Final answer:
Using conservation of momentum, the mass of the first ball is calculated to be approximately 2.57 kg, which does not match any of the provided answer choices, indicating an error in the question or the options.
Step-by-step explanation:
The mass of the first ball can be determined using the principle of conservation of momentum, which states that the total momentum before a collision is equal to the total momentum after a collision, provided no external forces are acting on the system. The momentum of an object is given by the product of its mass and velocity (p = m * v).
Let's denote the mass of the first ball as m1 and its initial velocity as v1. The second ball has a mass m2 of 2 kg and its velocity after collision is v2' of 9 m/s. The first ball comes to a stop, so its velocity after collision v1' is 0 m/s. Since the first ball stops after the collision, all its momentum is transferred to the second ball.
Applying the conservation of momentum:
- Before collision: total momentum = m1 * v1 + m2 * v2 (where v2 is 0 because the second ball is at rest)
- After collision: total momentum = m1 * v1' + m2 * v2' (where v1' is 0 because the first ball stops)

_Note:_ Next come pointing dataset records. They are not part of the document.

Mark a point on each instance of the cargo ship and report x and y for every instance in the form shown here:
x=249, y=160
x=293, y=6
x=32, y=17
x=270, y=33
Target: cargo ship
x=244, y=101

Therefore, the equation simplifies to:
m1 * v1 = m2 * v2'
Now we can solve for m1:
m1 = (m2 * v2') / v1
m1 = (2 kg * 9 m/s) / 7 m/s
m1 = 18/7 kg
m1 ≈ 2.57 kg
This result does not match any of the given options, indicating a possible mistake in either the question or the provided multiple-choice answers. Therefore, based on the information presented, no answer from the given options is correct.